In einem entscheidenden Punkt unterscheiden sich Mpox und Pocken, wie Maluquer de Motes und Ulaeto auch erläutern: Das Mpox-Virus hat tierische Reservoire – was bedeutet, dass es selbst mit großangelegten Impfkampagnen nicht vollständig ausgerottet werden könnte. «Wenn die Mensch-zu-Mensch-Übertragung unterbrochen wird, bleibt das Reservoir der Nagetiere eine Quelle für neue Ausbrüche.» Der Erreger könne also immer wieder aufs Neue die globale Gesundheit bedrohen. Dass es zu weiteren weltweiten Epidemien kommt, sei wahrscheinlich.
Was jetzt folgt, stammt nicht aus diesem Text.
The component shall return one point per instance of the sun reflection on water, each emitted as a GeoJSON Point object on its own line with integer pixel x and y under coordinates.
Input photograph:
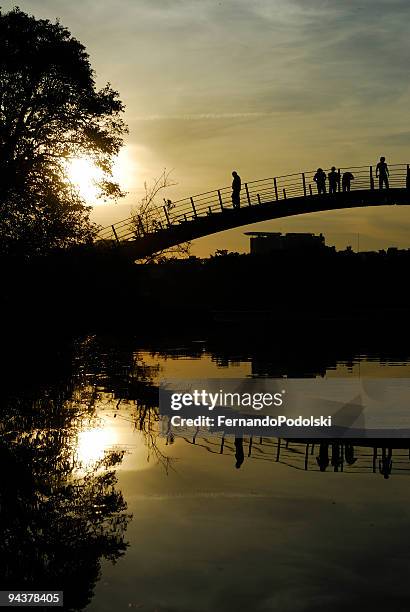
{"type": "Point", "coordinates": [93, 444]}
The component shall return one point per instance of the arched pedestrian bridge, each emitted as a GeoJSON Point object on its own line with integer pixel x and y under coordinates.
{"type": "Point", "coordinates": [166, 226]}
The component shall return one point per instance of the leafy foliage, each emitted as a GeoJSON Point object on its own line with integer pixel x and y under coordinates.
{"type": "Point", "coordinates": [50, 112]}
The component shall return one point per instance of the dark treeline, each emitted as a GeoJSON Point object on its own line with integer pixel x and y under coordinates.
{"type": "Point", "coordinates": [90, 290]}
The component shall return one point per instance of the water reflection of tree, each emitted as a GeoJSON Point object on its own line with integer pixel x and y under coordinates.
{"type": "Point", "coordinates": [58, 521]}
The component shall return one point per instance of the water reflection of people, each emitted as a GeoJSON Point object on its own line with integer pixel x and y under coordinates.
{"type": "Point", "coordinates": [239, 454]}
{"type": "Point", "coordinates": [349, 454]}
{"type": "Point", "coordinates": [386, 463]}
{"type": "Point", "coordinates": [337, 457]}
{"type": "Point", "coordinates": [323, 457]}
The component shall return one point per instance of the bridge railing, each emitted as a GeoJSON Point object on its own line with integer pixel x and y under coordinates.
{"type": "Point", "coordinates": [254, 193]}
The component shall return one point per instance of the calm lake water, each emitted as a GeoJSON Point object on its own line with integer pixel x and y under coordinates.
{"type": "Point", "coordinates": [94, 502]}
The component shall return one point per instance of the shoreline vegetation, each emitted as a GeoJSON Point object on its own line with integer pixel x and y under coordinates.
{"type": "Point", "coordinates": [85, 290]}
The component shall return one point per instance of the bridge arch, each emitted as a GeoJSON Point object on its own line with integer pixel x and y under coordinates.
{"type": "Point", "coordinates": [272, 198]}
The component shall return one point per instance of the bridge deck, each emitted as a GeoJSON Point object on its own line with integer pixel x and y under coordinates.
{"type": "Point", "coordinates": [205, 214]}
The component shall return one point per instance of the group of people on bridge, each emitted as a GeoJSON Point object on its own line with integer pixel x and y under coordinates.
{"type": "Point", "coordinates": [334, 178]}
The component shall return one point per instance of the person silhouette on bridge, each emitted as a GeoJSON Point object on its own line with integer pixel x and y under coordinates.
{"type": "Point", "coordinates": [236, 190]}
{"type": "Point", "coordinates": [239, 454]}
{"type": "Point", "coordinates": [320, 180]}
{"type": "Point", "coordinates": [347, 178]}
{"type": "Point", "coordinates": [382, 172]}
{"type": "Point", "coordinates": [333, 177]}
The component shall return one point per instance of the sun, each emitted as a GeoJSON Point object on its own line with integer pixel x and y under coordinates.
{"type": "Point", "coordinates": [93, 444]}
{"type": "Point", "coordinates": [84, 174]}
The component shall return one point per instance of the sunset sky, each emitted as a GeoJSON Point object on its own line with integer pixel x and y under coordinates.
{"type": "Point", "coordinates": [265, 87]}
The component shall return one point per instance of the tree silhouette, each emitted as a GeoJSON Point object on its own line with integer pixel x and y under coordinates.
{"type": "Point", "coordinates": [50, 112]}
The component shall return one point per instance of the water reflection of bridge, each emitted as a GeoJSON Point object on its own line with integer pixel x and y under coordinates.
{"type": "Point", "coordinates": [386, 457]}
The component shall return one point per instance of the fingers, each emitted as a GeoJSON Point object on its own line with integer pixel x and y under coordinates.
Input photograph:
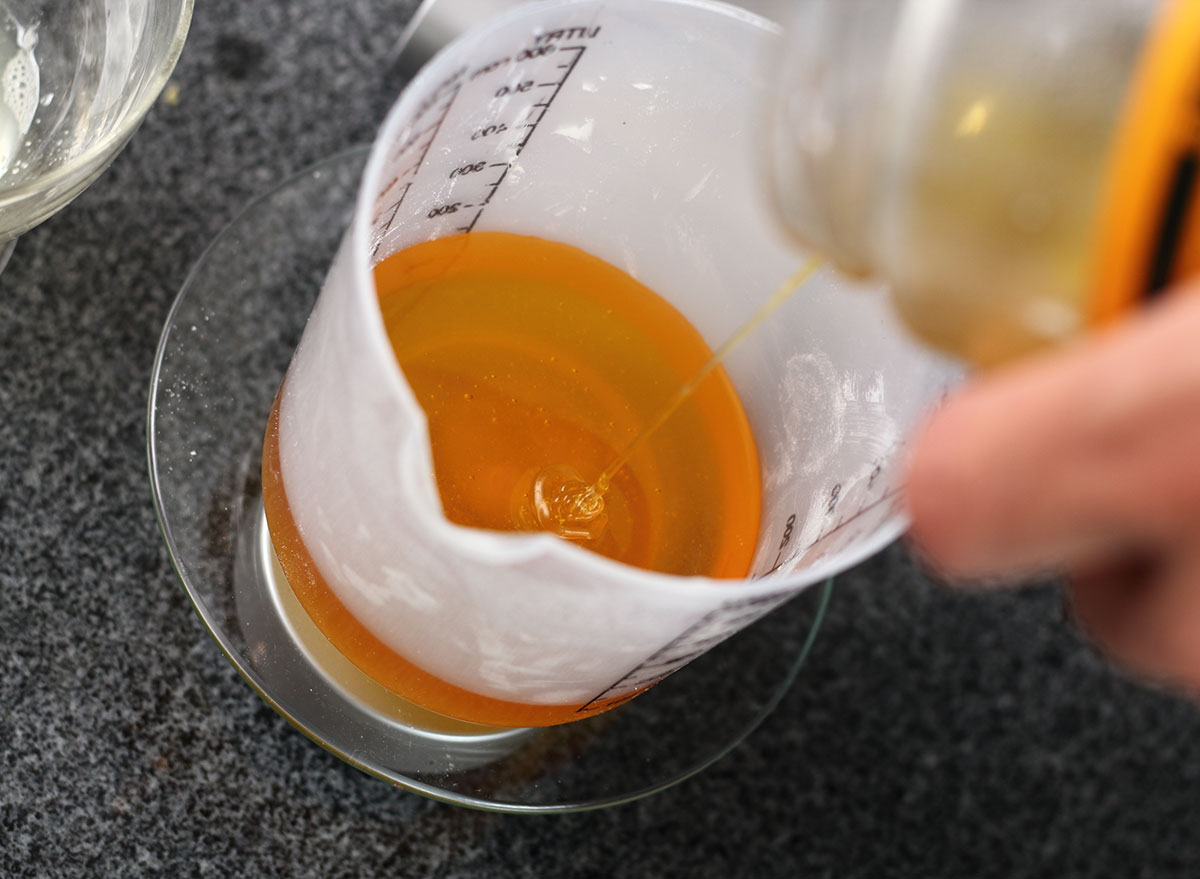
{"type": "Point", "coordinates": [1146, 614]}
{"type": "Point", "coordinates": [1067, 460]}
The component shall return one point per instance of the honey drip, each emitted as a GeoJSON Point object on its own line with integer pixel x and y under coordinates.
{"type": "Point", "coordinates": [561, 501]}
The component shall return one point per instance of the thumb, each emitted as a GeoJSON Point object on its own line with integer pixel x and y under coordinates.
{"type": "Point", "coordinates": [1067, 459]}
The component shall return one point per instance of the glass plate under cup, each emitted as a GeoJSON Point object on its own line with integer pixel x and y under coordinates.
{"type": "Point", "coordinates": [223, 351]}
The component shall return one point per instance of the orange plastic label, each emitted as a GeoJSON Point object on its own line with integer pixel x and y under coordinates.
{"type": "Point", "coordinates": [1149, 232]}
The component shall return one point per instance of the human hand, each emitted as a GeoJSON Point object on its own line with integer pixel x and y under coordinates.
{"type": "Point", "coordinates": [1084, 461]}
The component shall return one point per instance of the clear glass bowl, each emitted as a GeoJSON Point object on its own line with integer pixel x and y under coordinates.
{"type": "Point", "coordinates": [76, 79]}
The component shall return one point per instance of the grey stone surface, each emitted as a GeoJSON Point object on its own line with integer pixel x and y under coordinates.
{"type": "Point", "coordinates": [933, 734]}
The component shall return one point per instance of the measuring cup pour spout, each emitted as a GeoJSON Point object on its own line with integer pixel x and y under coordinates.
{"type": "Point", "coordinates": [580, 123]}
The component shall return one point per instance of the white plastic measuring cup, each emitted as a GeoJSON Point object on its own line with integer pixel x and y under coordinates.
{"type": "Point", "coordinates": [627, 129]}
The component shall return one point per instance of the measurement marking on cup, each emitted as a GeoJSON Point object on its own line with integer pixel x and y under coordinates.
{"type": "Point", "coordinates": [498, 127]}
{"type": "Point", "coordinates": [886, 497]}
{"type": "Point", "coordinates": [430, 133]}
{"type": "Point", "coordinates": [558, 87]}
{"type": "Point", "coordinates": [707, 632]}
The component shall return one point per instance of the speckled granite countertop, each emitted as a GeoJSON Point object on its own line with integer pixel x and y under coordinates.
{"type": "Point", "coordinates": [931, 734]}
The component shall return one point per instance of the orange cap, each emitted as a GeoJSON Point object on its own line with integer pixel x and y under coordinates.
{"type": "Point", "coordinates": [1149, 223]}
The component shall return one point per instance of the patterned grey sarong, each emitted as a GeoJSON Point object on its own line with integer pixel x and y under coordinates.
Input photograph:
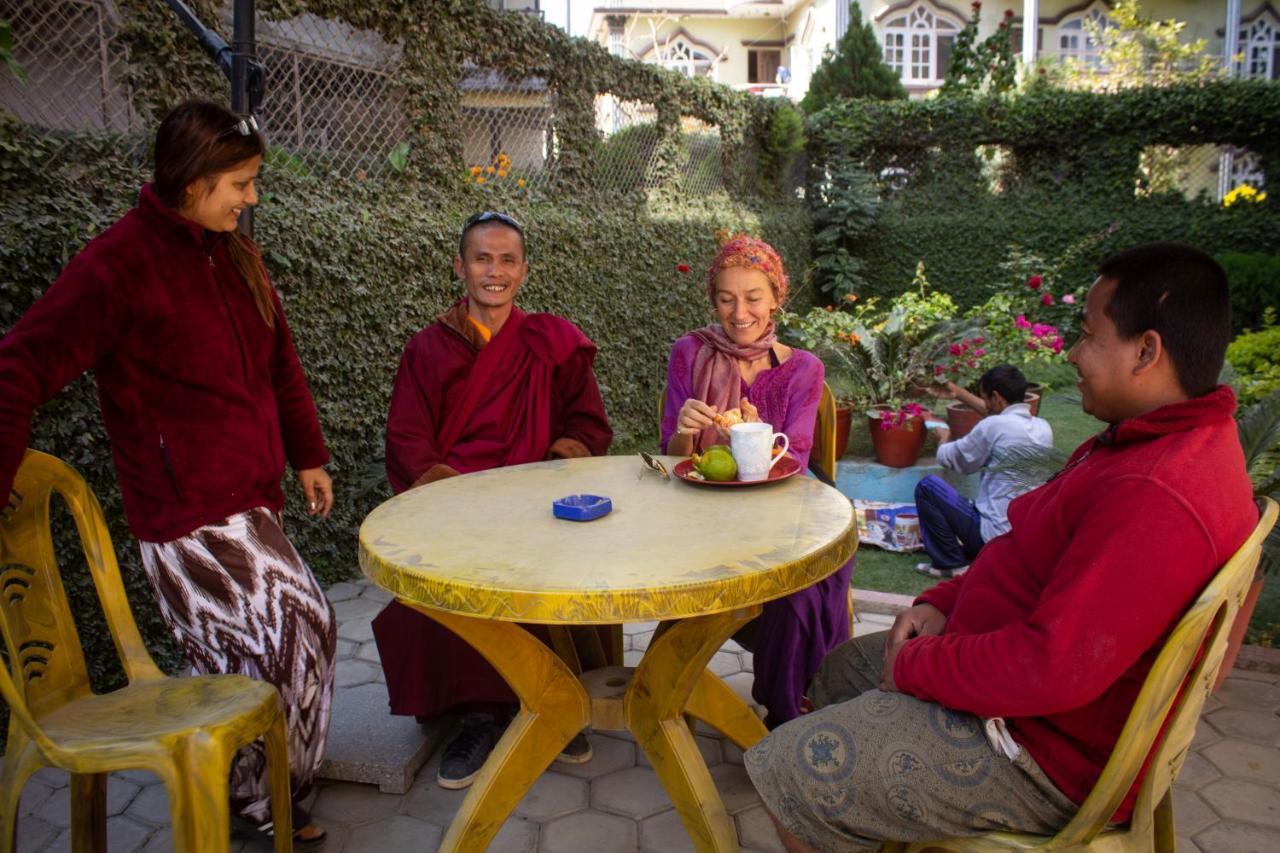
{"type": "Point", "coordinates": [240, 600]}
{"type": "Point", "coordinates": [867, 766]}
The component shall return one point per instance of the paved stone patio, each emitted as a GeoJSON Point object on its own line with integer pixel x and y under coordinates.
{"type": "Point", "coordinates": [1226, 798]}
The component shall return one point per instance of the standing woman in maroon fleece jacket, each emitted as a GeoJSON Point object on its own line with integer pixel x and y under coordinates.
{"type": "Point", "coordinates": [204, 400]}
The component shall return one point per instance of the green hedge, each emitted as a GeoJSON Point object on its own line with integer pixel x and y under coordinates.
{"type": "Point", "coordinates": [1070, 169]}
{"type": "Point", "coordinates": [361, 267]}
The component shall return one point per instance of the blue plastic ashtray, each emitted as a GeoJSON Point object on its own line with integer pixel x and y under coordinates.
{"type": "Point", "coordinates": [581, 507]}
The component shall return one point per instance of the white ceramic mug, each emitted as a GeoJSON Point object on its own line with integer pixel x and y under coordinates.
{"type": "Point", "coordinates": [753, 450]}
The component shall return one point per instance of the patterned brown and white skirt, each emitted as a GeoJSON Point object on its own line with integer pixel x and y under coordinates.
{"type": "Point", "coordinates": [240, 600]}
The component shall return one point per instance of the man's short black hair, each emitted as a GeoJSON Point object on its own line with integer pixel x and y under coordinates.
{"type": "Point", "coordinates": [1006, 381]}
{"type": "Point", "coordinates": [485, 218]}
{"type": "Point", "coordinates": [1179, 292]}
Natur steht nicht freiwillig still
Die Weltgesundheitsorganisation (WHO) hatte im Februar entschieden, die Mpox-Lage weiter in die höchste Alarmstufe, als «Gesundheitliche Notlage von internationaler Tragweite» (PHEIC), einzustufen. Konkrete Folgen hat das nicht, soll aber die internationale Aufmerksamkeit erhöhen.
Werde der Kampf gegen das Virus in Afrika von der internationalen Gemeinschaft nicht verbessert und intensiviert, bleibe die Zukunft von Mpox der Natur und dem Zufall überlassen, warnen Maluquer de Motes und Ulaeto. «Über den Zufall können wir uns nicht äußern, aber unser Verständnis der Natur lässt vermuten, dass Mpox nicht stillstehen und auch nicht verschwinden wird, wenn man es in Ruhe lässt.»
Es gibt zwar schützende Impfstoffe, die das Risiko eines Krankheitsausbruchs verringern und den Verlauf der Krankheit mildern. In Afrika fehlt es jedoch an Verfügbarkeit, ebenso wie an Diagnose- und Behandlungsmöglichkeiten.